The ‘Dune’ Miniseries Is a Fascinating Piece of History
In December 2000, the Sci-Fi Channel (since renamed Syfy) released Frank Herbert’s Dune, an ambitious three-part miniseries. Science fiction author Rajan Khanna was a recent college grad when he first watched the show.
“I remember it coming out, and I remember honestly the Sci-Fi Channel being a big deal back in the day,” Khanna says in Episode 515 of the Geek’s Guide to the Galaxy podcast. “This was before there was all this geek stuff everywhere. It was sort of like, ‘This is for us,’ in a way.”
With a budget of $20 million, Frank Herbert’s Dune was an ambitious project for the fledgling network. The series won an Emmy for special effects and was one of the channel’s highest-rated programs. But TV writer Andrea Kail warns that modern audiences won’t exactly be blown away by the show’s production values. “I have a very distinct memory of one specific shot where Jessica and Paul are running away from the ornithopters, and they’re running in place in front of a bad green screen,” she says. “It was like watching a play being filmed. It wasn’t a movie, it was a play that somebody pointed a camera at.”
Geek’s Guide to the Galaxy host David Barr Kirtley agrees that the show has its problems, but he enjoyed a subplot involving Princess Irulan, a minor character in the novel who was completely omitted from the recent film. “Dune is a combination of ‘space opera court intrigue’ and ‘hippie Lawrence of Arabia,’” he says. “Those are the two elements. I like the space opera court intrigue stuff significantly more. [Irulan’s] storyline continued the space opera court intrigue stuff through the whole story, so I actually really liked that a lot.”
Science fiction author Matthew Kressel says the quality of the underlying material shines through regardless of any rough edges. In particular he enjoyed how the series captures the texture of the novel. “I love the Villeneuve movie, of course, but it’s a very frenetic film,” he says. “I feel like there was something about this series that took its time telling the story, and I respected that.”
Listen to the complete interview with Rajan Khanna, Andrea Kail, and Matthew Kressel in Episode 515 of Geek’s Guide to the Galaxy (above). And check out some highlights from the discussion below.
Andrea Kail on Frank Herbert’s Dune vs. Dune (1984):
This [miniseries] makes the Lynch version look like the Denis Villeneuve version, and the Lynch version makes the Villeneuve version look like a movie delivered by the hand of God. That’s how much this propped everything else up … The [Lynch version] is a terrible movie, but I will never not watch it if it’s on. It’s a bad movie, but it’s compellingly bad. I always sit and watch it because it’s a spectacle. This? I love Dune, but I will not sit and watch this again. Do you see the difference? The [Lynch version] is visually interesting and there’s a lot going on. This is not something I would ever watch again willingly, and I’m a Dune fanatic.

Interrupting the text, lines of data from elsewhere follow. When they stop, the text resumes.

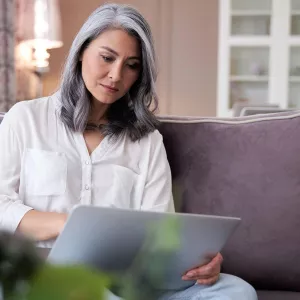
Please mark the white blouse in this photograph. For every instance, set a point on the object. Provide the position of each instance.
(47, 167)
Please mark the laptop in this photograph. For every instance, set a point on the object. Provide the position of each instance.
(151, 245)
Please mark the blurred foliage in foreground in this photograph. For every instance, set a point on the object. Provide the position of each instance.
(25, 276)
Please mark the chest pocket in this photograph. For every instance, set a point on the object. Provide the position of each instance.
(45, 172)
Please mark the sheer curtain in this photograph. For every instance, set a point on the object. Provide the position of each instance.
(7, 65)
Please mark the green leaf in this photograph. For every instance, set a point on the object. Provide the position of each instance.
(68, 283)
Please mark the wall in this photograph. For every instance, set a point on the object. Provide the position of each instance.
(186, 36)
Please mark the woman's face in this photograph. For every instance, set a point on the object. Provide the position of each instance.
(110, 65)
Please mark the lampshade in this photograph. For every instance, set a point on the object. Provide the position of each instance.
(40, 29)
(40, 24)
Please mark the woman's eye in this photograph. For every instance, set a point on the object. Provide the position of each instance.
(135, 66)
(107, 58)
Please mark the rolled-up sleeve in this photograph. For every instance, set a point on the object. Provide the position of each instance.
(157, 194)
(12, 209)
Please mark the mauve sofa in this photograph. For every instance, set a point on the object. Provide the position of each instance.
(250, 168)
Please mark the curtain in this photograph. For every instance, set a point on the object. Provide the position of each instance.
(7, 66)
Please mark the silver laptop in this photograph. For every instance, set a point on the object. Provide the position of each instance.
(119, 240)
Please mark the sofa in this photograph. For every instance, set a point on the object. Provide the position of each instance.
(246, 167)
(250, 168)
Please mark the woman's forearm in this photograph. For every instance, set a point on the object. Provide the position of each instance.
(42, 226)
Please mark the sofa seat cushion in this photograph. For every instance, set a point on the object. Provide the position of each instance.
(248, 168)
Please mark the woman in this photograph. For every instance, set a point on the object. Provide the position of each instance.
(95, 142)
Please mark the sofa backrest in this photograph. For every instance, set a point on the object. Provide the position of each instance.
(250, 168)
(1, 117)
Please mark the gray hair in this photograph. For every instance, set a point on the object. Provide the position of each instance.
(130, 113)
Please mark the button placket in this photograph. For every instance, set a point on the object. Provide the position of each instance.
(87, 181)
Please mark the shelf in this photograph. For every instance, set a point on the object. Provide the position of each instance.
(250, 13)
(294, 41)
(251, 41)
(249, 78)
(295, 13)
(294, 79)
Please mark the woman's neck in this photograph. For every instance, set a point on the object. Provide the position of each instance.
(98, 112)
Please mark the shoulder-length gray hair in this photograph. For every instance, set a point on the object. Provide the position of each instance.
(132, 112)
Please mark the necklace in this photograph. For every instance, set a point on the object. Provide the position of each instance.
(93, 126)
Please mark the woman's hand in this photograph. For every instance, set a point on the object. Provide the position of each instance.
(42, 226)
(207, 274)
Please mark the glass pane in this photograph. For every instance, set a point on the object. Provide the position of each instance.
(250, 25)
(251, 5)
(249, 68)
(295, 17)
(249, 61)
(294, 95)
(294, 69)
(295, 5)
(294, 79)
(248, 93)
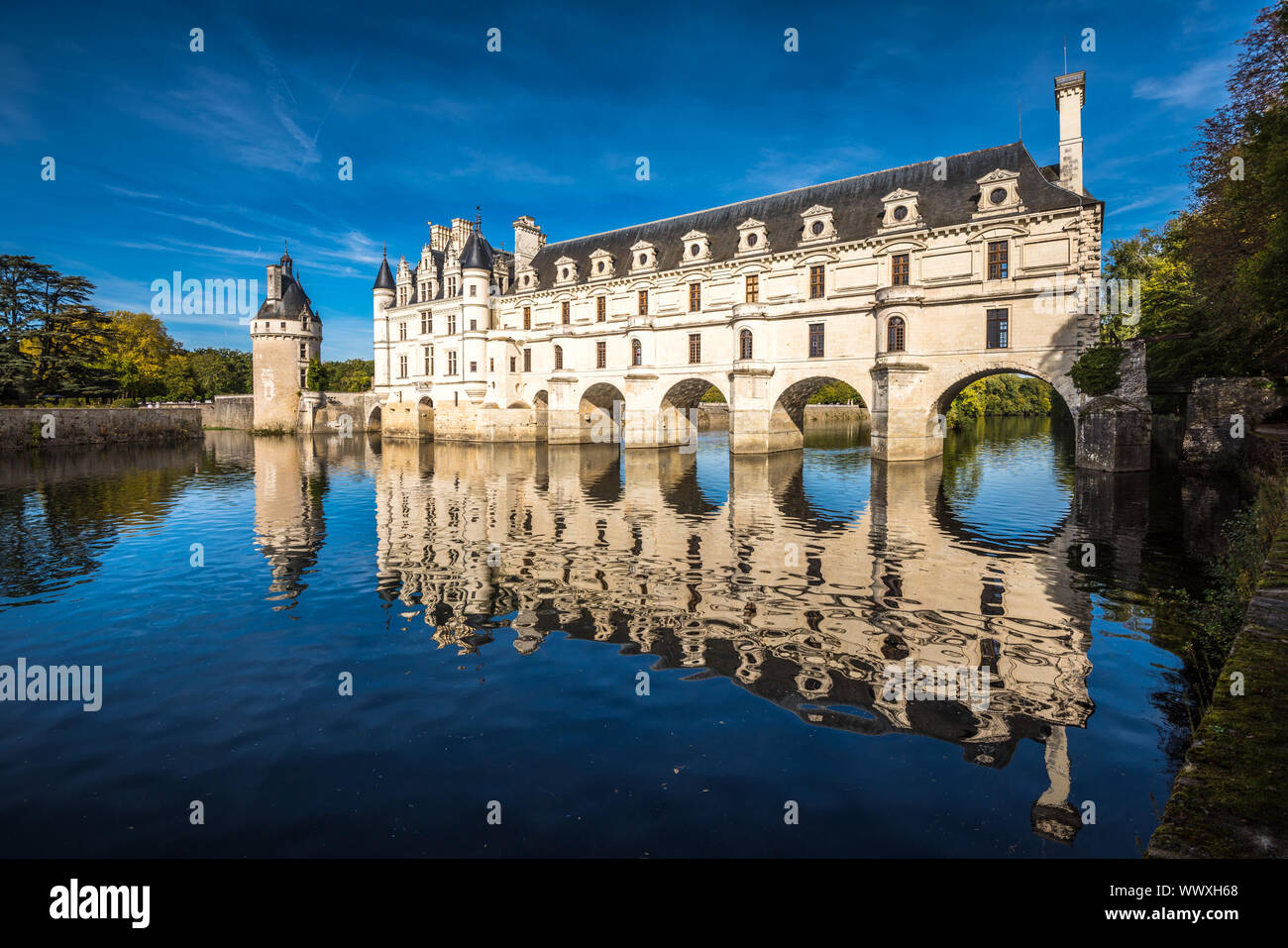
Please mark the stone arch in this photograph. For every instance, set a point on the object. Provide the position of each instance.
(948, 389)
(599, 412)
(425, 417)
(787, 416)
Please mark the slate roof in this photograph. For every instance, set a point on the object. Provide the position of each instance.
(384, 278)
(477, 254)
(292, 303)
(855, 202)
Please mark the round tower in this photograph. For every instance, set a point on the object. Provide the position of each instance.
(283, 337)
(381, 298)
(477, 261)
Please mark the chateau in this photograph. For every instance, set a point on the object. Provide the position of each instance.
(906, 283)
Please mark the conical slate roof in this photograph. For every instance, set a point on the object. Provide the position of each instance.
(384, 278)
(477, 254)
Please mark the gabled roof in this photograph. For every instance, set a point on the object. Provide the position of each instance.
(949, 197)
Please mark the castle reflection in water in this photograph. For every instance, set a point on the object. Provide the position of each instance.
(802, 603)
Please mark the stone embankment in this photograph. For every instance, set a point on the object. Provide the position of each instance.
(26, 429)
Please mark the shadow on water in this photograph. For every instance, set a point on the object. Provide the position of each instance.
(806, 581)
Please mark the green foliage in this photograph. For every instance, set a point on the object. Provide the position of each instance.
(1000, 394)
(349, 375)
(1096, 369)
(836, 393)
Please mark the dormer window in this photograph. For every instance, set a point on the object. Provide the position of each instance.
(752, 237)
(600, 264)
(901, 209)
(697, 248)
(566, 270)
(643, 258)
(999, 193)
(818, 226)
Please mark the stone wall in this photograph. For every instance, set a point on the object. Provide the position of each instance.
(35, 428)
(230, 411)
(1220, 415)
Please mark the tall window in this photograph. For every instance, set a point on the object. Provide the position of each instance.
(894, 334)
(997, 260)
(900, 269)
(999, 329)
(815, 340)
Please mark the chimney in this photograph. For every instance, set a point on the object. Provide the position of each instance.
(1070, 91)
(528, 240)
(438, 236)
(274, 283)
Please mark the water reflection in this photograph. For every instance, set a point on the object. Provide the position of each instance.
(797, 603)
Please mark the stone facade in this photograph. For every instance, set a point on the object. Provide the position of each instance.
(907, 285)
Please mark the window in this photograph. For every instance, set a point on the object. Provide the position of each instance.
(900, 269)
(815, 282)
(894, 334)
(997, 260)
(999, 326)
(815, 340)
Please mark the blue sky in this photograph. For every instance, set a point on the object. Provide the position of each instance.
(202, 162)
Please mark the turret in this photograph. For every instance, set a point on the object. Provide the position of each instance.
(1070, 93)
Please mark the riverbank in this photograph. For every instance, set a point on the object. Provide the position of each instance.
(25, 429)
(1229, 800)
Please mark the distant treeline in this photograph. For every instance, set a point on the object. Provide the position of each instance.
(55, 347)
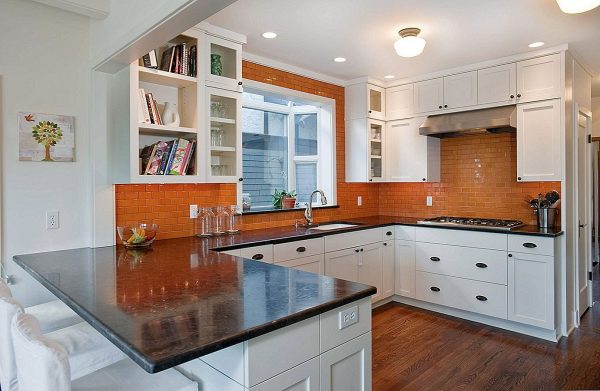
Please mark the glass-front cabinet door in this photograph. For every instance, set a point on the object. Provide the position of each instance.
(224, 135)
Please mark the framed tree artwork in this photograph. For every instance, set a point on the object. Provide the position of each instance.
(46, 137)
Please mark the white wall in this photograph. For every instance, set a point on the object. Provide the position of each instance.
(43, 68)
(596, 117)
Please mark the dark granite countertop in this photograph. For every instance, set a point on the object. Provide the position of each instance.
(291, 233)
(179, 300)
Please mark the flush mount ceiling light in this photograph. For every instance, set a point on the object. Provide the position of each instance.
(409, 44)
(577, 6)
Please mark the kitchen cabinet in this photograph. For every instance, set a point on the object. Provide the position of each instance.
(531, 289)
(539, 145)
(411, 157)
(429, 95)
(348, 366)
(399, 102)
(388, 278)
(404, 260)
(365, 154)
(539, 78)
(497, 84)
(460, 90)
(365, 100)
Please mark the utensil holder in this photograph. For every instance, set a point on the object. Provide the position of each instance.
(546, 217)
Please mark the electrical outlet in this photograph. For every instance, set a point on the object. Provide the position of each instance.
(52, 219)
(348, 317)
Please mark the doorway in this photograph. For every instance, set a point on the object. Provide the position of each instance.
(584, 164)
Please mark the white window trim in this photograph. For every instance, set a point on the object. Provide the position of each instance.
(323, 158)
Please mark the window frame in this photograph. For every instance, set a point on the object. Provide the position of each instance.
(326, 142)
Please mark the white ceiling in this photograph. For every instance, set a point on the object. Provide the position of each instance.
(458, 32)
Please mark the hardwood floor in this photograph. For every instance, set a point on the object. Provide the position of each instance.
(415, 349)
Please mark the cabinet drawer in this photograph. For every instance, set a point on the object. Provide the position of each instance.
(352, 239)
(314, 264)
(472, 263)
(298, 249)
(475, 296)
(455, 237)
(258, 253)
(531, 244)
(331, 333)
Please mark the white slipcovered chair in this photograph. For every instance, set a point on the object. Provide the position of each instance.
(52, 315)
(43, 365)
(87, 349)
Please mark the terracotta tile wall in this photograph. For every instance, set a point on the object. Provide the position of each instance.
(168, 205)
(478, 178)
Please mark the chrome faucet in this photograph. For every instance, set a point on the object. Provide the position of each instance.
(308, 210)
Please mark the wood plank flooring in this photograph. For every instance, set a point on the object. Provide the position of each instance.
(415, 349)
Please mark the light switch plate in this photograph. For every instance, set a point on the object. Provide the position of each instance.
(348, 317)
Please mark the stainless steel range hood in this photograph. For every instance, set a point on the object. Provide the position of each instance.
(468, 122)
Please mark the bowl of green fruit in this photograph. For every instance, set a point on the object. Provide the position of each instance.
(138, 235)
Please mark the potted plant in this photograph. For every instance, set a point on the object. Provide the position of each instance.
(284, 199)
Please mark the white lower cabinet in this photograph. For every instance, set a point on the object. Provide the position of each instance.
(304, 377)
(348, 366)
(404, 268)
(531, 289)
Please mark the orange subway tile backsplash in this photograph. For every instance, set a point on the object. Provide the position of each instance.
(478, 179)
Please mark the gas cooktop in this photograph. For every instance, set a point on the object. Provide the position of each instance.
(472, 222)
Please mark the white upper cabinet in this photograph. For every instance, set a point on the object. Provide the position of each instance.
(411, 157)
(365, 100)
(497, 84)
(539, 79)
(460, 90)
(539, 156)
(429, 95)
(399, 102)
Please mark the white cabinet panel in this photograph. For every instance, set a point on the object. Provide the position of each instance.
(531, 289)
(304, 377)
(539, 78)
(497, 84)
(539, 146)
(387, 289)
(411, 157)
(399, 102)
(460, 90)
(405, 268)
(348, 367)
(429, 95)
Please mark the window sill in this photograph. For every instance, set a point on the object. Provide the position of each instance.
(265, 211)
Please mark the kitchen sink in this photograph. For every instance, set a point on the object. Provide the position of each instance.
(327, 227)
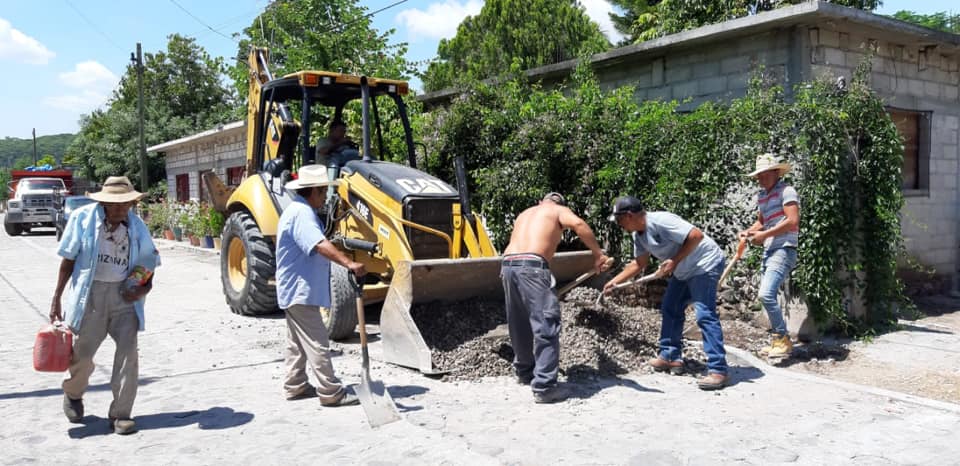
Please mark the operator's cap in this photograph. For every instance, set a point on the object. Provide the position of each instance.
(555, 197)
(625, 205)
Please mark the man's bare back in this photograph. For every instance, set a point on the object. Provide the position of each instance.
(537, 230)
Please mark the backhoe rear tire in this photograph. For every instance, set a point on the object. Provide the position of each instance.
(342, 319)
(247, 267)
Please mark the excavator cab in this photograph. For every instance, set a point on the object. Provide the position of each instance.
(415, 233)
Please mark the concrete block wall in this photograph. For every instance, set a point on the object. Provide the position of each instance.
(918, 78)
(719, 71)
(217, 152)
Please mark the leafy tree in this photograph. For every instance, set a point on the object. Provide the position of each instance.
(183, 95)
(644, 20)
(941, 21)
(523, 33)
(331, 35)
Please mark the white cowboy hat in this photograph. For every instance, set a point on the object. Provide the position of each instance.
(770, 162)
(310, 176)
(117, 189)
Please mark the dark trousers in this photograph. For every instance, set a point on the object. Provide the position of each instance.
(533, 316)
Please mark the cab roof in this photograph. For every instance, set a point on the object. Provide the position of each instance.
(328, 88)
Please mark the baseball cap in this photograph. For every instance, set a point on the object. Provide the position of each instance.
(555, 197)
(623, 205)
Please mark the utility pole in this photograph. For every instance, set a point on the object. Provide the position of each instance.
(138, 62)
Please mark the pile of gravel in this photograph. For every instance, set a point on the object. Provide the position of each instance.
(470, 338)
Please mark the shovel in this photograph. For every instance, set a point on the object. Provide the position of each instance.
(374, 397)
(582, 278)
(741, 247)
(643, 279)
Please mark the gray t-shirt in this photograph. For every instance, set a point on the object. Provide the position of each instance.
(665, 234)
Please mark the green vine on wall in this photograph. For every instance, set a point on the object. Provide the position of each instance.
(520, 141)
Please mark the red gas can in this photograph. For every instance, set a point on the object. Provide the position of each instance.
(53, 348)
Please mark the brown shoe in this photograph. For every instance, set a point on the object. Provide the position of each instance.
(662, 365)
(713, 381)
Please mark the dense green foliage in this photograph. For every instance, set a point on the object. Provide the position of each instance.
(526, 33)
(182, 95)
(643, 20)
(941, 21)
(593, 146)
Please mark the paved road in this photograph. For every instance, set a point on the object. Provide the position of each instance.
(210, 394)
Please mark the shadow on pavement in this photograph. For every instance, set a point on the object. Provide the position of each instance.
(405, 391)
(214, 418)
(59, 391)
(585, 390)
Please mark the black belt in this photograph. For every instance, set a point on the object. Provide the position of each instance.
(525, 263)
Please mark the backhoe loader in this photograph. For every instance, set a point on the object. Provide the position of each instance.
(415, 233)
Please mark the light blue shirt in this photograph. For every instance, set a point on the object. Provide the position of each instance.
(81, 243)
(663, 237)
(303, 274)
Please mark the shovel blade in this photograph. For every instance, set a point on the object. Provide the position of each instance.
(376, 401)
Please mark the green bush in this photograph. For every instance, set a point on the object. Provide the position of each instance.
(521, 141)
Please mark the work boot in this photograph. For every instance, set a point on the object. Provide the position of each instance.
(348, 399)
(662, 365)
(308, 392)
(550, 395)
(123, 426)
(73, 409)
(780, 347)
(713, 381)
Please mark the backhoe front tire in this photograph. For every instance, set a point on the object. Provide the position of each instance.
(342, 319)
(247, 266)
(12, 229)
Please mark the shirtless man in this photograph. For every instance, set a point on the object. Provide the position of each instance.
(533, 311)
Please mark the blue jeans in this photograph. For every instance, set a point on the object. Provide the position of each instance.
(777, 264)
(702, 291)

Matthew Kressel on special effects:
There were some places where they didn’t even do a matte painting, they just had a backdrop that they unrolled behind the actors. That’s an odd choice, because maybe they didn’t have the money for a matte painting, but they certainly had green screens by this point. So I was very curious about that … We’re spoiled by the special effects today. They’re so good, everything looks real. It’s flawless. But we kind of forget that that was really, really hard to achieve. Even Star Wars, which had this huge budget, you watch the original one—not the remaster—and it’s like, “Yeah, the Death Star is a model.” You can just tell on the close-up shots.
David Barr Kirtley on Frank Herbert’s Dune vs. Dune (2021):
The Villeneuve movie basically doesn’t explain anything. “Mentats? Don’t worry about it. Guild Navigators? Don’t worry about it, it’s not important.” It just focuses on telling a compelling, emotional character story. The [miniseries] tries to explain a lot more of the world-building, and that’s really bad in a lot of ways—dramatically—but I feel like if you watch this you actually know more about the world and what happens in the book than you would from watching the Villeneuve movie—which is a million times better, but it’s made a trade-off of dramatic effectiveness versus world-building explication.
Rajan Khanna on adaptation:
I think this [miniseries] is one of the examples of how being faithful to a book can be a trap, because what you end up with is a box-checking exercise and not a lot of life. All of the great adaptations condense things, smush things together, cut things out. Lord of the Rings is widely regarded as an amazing adaptation, and they cut all kinds of things. There’s always somebody who’s like, “Tom Bombadil!” But Tom Bombadil needed to go … You have to make those choices. I think this is an example of being faithful but also being flat and not having a lot of heart or energy. So I would not recommend this for anyone except hardcore Dune historians.